Media Design School and Mindlab founder Frances Valintine knows a thing or two about educating the next generation of digital talent, and she reckons parents and teachers have a big part to play in breaking down the barriers. That’s because when kids reach high school, the skills they’ll contribute to the economy are usually cemented, she says.
“We have a problem now because teachers are only doing what they were trained to do, and parents become the next major obstacle,” Valintine told a Women in Innovation Summit in Auckland recently. “The major problem is actually mums. The one big barrier is mothers saying [technology is] not for my daughter or my son.
“The majority of children under 10 who come here [to the Mindlab], almost 80 percent are boys. They’ve already determined what’s an appropriate skillset for the future.”
The New Zealand education system needs an overhaul to effectively teach digital skills, says Valintine. Mind Lab was set up to change the mindset that ICT involves specialist skill and to produce digital natives, she says.
“I constantly hear teachers talk about he ICT classroom and people who bring their own device in homes and schools and all they’re doing is word processing. Or it’s after hours when one passionate teacher is doing a robotics class. We’ve got a real dilemma.”
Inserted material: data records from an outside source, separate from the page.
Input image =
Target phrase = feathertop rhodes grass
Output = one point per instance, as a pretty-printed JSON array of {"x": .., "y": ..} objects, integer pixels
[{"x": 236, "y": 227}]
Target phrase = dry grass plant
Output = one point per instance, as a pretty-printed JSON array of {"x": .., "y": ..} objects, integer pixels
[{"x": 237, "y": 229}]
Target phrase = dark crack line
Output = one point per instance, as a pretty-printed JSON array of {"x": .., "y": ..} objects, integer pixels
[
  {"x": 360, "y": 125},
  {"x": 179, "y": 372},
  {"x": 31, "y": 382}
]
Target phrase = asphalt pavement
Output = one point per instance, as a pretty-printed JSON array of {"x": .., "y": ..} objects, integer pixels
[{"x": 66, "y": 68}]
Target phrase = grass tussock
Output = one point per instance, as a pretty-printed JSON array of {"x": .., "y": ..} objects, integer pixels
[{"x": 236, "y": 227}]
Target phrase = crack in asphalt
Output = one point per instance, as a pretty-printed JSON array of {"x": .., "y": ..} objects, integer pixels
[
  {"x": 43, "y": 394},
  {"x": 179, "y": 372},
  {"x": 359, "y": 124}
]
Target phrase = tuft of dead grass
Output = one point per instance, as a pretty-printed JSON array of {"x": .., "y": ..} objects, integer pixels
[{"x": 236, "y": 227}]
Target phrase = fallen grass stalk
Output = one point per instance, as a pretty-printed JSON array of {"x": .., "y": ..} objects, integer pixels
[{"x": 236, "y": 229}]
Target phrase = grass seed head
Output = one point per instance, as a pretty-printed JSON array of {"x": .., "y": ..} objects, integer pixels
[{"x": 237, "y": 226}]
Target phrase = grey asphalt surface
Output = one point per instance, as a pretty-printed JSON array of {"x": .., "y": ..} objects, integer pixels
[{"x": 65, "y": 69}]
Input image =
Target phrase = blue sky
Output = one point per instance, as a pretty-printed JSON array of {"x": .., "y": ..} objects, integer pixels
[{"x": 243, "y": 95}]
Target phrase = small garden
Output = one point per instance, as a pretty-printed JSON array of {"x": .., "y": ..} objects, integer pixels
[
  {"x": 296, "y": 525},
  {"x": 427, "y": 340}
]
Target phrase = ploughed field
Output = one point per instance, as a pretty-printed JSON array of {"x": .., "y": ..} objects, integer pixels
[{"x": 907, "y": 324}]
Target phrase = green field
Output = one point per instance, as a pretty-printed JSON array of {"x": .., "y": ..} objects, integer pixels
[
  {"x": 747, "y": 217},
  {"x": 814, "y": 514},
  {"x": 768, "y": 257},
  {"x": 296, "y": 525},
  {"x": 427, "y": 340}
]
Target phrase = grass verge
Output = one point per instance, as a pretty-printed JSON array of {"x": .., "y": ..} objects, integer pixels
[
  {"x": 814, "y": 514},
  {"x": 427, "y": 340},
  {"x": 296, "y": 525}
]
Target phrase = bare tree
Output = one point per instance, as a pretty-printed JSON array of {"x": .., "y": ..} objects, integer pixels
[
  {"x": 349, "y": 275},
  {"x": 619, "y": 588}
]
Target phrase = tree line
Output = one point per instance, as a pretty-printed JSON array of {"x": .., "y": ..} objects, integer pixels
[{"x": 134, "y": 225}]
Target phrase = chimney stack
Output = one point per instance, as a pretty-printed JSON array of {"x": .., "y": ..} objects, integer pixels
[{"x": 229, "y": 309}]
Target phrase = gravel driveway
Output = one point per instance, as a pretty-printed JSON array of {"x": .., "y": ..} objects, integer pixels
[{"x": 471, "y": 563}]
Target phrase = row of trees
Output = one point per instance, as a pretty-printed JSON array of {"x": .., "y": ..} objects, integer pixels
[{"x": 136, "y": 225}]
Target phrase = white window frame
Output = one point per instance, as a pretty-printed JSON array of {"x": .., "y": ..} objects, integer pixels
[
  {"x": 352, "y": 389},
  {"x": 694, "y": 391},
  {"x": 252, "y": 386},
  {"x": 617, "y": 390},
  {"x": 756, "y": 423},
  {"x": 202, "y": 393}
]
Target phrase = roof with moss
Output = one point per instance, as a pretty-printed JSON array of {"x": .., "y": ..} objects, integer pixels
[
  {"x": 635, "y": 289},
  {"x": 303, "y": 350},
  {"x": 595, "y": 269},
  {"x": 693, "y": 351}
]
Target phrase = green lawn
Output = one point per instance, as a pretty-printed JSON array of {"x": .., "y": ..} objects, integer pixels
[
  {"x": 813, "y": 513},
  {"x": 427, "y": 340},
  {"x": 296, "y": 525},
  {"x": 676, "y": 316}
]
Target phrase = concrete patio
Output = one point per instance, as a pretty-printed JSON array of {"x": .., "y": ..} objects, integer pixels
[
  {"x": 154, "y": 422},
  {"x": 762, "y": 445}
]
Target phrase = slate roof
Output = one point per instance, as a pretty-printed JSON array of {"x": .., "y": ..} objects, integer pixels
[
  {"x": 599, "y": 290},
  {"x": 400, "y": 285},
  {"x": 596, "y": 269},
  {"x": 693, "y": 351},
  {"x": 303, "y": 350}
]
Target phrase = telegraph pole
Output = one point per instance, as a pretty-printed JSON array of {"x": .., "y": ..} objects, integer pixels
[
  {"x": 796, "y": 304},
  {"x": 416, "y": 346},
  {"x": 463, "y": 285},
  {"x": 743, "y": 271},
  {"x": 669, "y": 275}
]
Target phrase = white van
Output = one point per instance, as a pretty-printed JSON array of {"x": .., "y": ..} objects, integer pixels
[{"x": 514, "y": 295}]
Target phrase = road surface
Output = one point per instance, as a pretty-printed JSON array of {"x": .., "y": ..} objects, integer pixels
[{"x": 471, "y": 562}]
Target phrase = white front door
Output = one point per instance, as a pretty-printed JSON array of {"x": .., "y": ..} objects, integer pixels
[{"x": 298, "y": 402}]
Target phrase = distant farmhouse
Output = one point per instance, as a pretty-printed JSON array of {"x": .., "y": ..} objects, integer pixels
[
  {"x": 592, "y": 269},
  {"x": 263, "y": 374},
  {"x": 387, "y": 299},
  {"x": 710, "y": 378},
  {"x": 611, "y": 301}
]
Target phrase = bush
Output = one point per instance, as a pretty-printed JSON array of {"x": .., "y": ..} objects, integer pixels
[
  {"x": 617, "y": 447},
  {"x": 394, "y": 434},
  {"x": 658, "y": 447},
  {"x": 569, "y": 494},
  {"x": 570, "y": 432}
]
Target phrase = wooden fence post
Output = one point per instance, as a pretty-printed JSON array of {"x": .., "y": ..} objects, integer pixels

With rapid and exponential technology change, the audience at the summit needed to talk to their networks to “change the communication paradigm”, Valintine said.
“Every single person will require technology for communication or their core job. You’d be surprised how many schools, including the most prestigious, don’t have technology. They’re telling students at 16 years old there’s nothing wrong with pen and paper.”
?Valintine sees Kiwi children aged between 10 and 16 as a lost generation because of a void in exposure to specialist technology knowledge and a lack of effort across school subjects to address digital. She says cost will be the big driver in transforming global digital education.
“Every sector that transformed – banking, travel, music – one by one these industries got totally disrupted. Yet we’ve not had that conversation with education. We’re pretty much back where we were in 1980.”
The “movers and shakers” with the power to transform education are big brands like Apple, Google, Amazon and Facebook, says Valintine. That will involve a shift away from university qualifications as the requisite for a number of role types, with the best professors getting paid big dollars to use their skills via online platforms and universities bringing as much as 80 percent of their content to the web.
“Our population is growing exponentially and we need to educate the masses in the most affordable way. Bricks and mortar doesn’t make sense.”